TSE Crawler Requirements Spec

The TSE crawler is a standalone program that crawls the web and retrieves webpages starting from a “seed” URL. It parses the seed webpage, extracts any embedded URLs, then retrieves each of those pages, recursively, but limiting its exploration to a given “depth”.

The crawler shall:

execute from a command line with usage syntax
- ./crawler seedURL pageDirectory maxDepth
- where seedURL is used as the initial URL,
- where pageDirectory is the pathname for an existing directory in which to write downloaded webpages, and
- where maxDepth is a non-negative integer representing the maximum crawl depth.
crawl all pages reachable from seedURL, following links to a maximum depth of maxDepth; where maxDepth=0 means that crawler only explores the page at seedURL, maxDepth=1 means that crawler only explores the page at seedURL and those pages to which seedURL links, and so forth inductively.
pause at least one second between page fetches.
ignore URLs that are not “internal” (meaning, outside the designated CS50 server).
write each explored page to the pageDirectory with a unique document ID, wherein
- the document id starts at 1 and increments by 1 for each new page,
- and the filename is of form pageDirectory/id,
- and the first line of the file is the URL,
- and the second line of the file is the depth,
- and the rest of the file is the page content (the HTML, unchanged).

In a requirements spec, shall do means must do.

Be polite

Webservers do not like crawlers (think about why).
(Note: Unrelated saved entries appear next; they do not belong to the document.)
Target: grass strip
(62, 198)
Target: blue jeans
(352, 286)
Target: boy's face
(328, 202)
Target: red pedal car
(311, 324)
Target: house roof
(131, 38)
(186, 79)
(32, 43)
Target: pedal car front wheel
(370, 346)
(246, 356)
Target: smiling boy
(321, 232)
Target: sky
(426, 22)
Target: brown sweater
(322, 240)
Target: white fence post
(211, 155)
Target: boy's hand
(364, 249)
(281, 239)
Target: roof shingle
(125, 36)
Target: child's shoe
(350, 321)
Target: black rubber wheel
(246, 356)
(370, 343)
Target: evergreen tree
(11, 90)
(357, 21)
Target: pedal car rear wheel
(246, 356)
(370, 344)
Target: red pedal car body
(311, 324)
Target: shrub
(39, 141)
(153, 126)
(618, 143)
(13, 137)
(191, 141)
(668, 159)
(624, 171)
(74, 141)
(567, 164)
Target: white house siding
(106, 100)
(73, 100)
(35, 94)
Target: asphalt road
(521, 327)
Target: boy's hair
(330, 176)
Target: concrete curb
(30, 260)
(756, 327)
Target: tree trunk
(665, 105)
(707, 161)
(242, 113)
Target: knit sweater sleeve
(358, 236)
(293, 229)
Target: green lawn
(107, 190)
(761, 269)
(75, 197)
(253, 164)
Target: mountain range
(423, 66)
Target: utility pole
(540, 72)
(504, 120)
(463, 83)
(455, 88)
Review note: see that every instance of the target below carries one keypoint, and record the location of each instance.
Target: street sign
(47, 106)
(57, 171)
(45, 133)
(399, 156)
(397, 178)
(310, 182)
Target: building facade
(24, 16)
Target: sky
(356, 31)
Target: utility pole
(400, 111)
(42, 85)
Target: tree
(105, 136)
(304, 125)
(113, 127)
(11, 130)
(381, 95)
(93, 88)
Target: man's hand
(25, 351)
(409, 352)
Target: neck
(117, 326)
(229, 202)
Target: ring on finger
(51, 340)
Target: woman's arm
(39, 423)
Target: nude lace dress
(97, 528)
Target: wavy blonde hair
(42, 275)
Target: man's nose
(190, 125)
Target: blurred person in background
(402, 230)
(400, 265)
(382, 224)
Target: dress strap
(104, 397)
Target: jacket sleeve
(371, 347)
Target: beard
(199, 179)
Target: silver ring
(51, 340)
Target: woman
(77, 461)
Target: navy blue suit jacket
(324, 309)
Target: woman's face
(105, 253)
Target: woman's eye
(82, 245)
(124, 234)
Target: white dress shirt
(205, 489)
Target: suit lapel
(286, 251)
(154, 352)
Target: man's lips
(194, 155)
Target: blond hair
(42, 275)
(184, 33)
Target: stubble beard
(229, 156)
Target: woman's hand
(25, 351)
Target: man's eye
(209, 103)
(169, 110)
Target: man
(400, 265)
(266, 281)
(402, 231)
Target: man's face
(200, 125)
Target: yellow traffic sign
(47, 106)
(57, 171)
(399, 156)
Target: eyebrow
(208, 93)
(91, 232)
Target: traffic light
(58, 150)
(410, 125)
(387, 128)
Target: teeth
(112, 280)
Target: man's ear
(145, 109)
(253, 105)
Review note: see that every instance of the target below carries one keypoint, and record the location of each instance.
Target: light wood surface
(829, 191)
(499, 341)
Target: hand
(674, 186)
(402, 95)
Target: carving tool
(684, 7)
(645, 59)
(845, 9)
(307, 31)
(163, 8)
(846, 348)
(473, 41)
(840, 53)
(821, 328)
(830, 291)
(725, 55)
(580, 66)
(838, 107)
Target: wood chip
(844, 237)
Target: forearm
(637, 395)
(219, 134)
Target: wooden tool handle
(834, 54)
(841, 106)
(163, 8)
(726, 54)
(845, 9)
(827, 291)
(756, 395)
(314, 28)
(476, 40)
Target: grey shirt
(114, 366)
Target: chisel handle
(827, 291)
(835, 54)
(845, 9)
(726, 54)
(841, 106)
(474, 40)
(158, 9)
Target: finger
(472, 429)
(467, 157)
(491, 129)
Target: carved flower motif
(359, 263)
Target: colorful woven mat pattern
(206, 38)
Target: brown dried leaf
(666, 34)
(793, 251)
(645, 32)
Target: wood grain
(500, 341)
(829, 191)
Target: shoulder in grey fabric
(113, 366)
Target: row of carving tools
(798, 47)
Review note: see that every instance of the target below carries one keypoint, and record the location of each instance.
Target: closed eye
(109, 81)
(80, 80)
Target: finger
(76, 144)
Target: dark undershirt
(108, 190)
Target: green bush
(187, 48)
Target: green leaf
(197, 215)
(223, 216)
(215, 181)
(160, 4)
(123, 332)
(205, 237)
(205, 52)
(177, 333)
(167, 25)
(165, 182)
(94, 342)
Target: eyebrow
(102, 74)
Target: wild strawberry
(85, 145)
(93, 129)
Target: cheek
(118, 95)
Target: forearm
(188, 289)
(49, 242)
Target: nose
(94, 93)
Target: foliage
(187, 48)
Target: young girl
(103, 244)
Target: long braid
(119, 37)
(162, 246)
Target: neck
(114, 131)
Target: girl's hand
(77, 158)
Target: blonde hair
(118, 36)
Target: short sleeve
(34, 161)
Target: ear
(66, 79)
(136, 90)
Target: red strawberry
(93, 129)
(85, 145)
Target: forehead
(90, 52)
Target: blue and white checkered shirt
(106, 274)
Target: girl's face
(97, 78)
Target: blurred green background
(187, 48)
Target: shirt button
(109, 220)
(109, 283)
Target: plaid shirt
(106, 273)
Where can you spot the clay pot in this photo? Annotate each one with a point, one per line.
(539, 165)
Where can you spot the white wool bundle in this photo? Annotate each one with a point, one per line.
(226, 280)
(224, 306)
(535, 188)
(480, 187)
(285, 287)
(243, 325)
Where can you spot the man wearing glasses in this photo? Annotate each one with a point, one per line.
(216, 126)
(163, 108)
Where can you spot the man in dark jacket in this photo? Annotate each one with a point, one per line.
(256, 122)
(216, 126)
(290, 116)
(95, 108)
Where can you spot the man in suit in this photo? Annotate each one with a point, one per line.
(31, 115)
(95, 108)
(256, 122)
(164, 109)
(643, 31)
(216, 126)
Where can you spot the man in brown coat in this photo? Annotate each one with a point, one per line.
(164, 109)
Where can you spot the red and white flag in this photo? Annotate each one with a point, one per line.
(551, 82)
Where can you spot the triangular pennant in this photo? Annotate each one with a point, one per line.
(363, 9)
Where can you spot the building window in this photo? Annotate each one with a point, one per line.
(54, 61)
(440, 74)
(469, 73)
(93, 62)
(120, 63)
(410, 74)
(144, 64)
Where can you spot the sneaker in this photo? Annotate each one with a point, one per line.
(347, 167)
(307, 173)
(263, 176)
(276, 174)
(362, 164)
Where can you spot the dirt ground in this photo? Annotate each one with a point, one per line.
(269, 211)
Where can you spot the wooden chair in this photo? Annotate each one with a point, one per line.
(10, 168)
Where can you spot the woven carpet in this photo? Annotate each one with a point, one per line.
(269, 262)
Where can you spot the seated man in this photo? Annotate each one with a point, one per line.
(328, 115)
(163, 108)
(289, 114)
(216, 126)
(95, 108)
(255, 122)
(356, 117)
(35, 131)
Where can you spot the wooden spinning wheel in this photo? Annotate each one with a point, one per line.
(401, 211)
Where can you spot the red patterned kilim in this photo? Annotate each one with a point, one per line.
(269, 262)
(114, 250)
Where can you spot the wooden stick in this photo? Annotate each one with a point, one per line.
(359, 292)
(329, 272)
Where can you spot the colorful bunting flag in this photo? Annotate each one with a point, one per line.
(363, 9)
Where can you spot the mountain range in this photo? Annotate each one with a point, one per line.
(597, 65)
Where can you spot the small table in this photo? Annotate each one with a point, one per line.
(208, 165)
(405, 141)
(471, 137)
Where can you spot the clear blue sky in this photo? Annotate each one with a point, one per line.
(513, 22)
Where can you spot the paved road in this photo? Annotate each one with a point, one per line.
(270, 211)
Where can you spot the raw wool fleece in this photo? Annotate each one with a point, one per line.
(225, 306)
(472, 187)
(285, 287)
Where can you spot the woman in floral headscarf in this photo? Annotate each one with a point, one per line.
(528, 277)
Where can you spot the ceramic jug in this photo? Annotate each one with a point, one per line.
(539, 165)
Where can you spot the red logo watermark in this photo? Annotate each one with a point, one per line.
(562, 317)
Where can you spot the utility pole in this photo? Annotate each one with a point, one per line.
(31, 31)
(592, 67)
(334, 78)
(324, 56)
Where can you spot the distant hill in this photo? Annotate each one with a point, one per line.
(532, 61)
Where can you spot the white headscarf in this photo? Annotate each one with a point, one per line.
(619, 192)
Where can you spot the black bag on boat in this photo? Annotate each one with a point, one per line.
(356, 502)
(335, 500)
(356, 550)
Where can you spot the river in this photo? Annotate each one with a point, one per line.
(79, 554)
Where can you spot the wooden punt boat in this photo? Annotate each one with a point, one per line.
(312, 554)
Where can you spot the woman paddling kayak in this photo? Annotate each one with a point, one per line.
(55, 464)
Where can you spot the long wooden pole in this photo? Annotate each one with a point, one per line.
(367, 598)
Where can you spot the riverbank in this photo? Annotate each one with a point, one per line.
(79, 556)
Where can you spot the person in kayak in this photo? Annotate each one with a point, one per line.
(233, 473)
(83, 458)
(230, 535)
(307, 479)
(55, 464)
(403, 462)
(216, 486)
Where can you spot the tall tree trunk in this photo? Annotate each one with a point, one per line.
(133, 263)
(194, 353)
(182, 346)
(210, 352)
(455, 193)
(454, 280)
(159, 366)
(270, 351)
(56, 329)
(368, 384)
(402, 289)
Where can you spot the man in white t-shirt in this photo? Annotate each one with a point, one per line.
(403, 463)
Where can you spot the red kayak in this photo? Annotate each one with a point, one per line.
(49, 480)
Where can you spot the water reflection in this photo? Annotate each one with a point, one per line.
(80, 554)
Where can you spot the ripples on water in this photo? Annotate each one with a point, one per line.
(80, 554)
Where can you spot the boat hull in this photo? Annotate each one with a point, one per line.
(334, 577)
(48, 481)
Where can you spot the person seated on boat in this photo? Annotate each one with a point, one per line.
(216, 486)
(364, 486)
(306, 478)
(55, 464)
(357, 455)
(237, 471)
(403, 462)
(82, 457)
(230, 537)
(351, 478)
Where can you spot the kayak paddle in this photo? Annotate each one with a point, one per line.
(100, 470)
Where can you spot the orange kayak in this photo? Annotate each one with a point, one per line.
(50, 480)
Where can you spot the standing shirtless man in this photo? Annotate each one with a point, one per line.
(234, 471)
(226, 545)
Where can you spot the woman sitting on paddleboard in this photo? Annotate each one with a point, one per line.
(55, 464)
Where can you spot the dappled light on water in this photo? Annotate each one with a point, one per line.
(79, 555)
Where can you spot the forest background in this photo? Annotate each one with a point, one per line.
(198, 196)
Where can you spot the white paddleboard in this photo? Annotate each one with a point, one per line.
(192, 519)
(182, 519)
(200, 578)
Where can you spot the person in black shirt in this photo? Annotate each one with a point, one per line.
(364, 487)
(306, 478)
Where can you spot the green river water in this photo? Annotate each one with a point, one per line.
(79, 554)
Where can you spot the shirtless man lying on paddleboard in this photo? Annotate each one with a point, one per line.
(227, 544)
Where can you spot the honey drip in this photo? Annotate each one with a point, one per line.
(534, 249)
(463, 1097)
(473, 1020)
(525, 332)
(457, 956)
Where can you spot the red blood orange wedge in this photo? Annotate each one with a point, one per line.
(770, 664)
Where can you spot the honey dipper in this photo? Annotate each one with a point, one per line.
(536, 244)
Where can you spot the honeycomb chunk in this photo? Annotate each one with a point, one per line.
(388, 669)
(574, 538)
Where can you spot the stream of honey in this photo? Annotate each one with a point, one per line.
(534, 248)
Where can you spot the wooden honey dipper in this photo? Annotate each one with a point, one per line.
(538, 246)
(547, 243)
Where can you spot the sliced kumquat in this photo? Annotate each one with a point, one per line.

Indeed, it you hit a web server too hard, its operator may block your crawler based on its Internet address. Actually, they’ll usually block your whole domain. A hyperactive CS50 crawler could cause some websites to block the whole of dartmouth.edu.

To be polite, our crawler purposely slows its behavior by introducing a delay, sleeping for one second between fetches.

Furthermore, our crawler will limit its crawl to a specific web server inside CS, so we don’t bother any other servers on campus or beyond.